More than 1,000 people were injured early Friday morning when a meteor rocketed across the Chelyabinsk region of Russia, but during an appearance on the "Today" show, astrophysicist Neil deGrasse Tyson warned that the damage could be much worse. The bright light from the meteor was joined by a concussion that broke windows, set off car alarms and reportedly caved the roof of a factory building.
Luckily, the rare event took place in Siberia, though, where the population is much smaller and more disseminated.
“It’s a shock wave, basically,” Tyson said. “The physics of it is, it’s coming in, and, when it hits Earth’s atmosphere, it feels like a brick wall because of how fast it’s moving. When you hit a brick wall, you basically explode, and that’s what happened here -- it exploded in mid-air.
“That shockwave shatters glass or anything fragile and breakable over a huge radius,” he continued. “Remember the Oklahoma City bomb that destroyed the building it hit, but of course much of the glass was shattered in the surrounding are. That’s the effect of a shockwave air blast in an explosion of this kind.”

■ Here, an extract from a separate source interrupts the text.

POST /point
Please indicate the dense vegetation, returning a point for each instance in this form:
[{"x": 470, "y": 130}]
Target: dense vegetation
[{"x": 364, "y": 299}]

Tyson is the director of the Hayden Planetarium at New York City's Museum of Natural History and the host of "Star Talk Radio." He’s become the go-to scientific source for major talk shows, perhaps most notably “Real Time with Bill Maher,” "The Daily Show" and “The Colbert Report.” Much of his appeal comes from the ability to explain complex science in such a way that’s easy to understand and with a sense of humor.
Multiple amateur videos posted online clearly show the meteor with a bright flame and loud boom before striking Earth. Office buildings in the region were evacuated, and many cars pulled over to the side of road.
“There was panic. People had no idea what was happening,” Sergey Hametov, a resident of Chelyabinsk, told the Associated Press. “We saw a big burst of light, then went outside to see what it was, and we heard a really loud, thundering sound.”
Despite the widespread fear that naturally came from such an occurrence, Tyson reassured viewers that the Russian meteor isn’t a sign of things to come -- hopefully.
“Based on exploded air bursts that we’ve seen in the past, this could happen perhaps once a decade,” Tyson said, before warning that humans are almost completely helpless if a larger meteor strikes Earth. “Below a certain-size asteroid, they come in without warning. Above a certain size, our radar can detect them; the military certainly has a smaller threshold for what they can see coming in.
“But by the time you see these coming in, there’s no defense against them. So something this size is not going to render the human species extinct. Something large enough we can detect would.”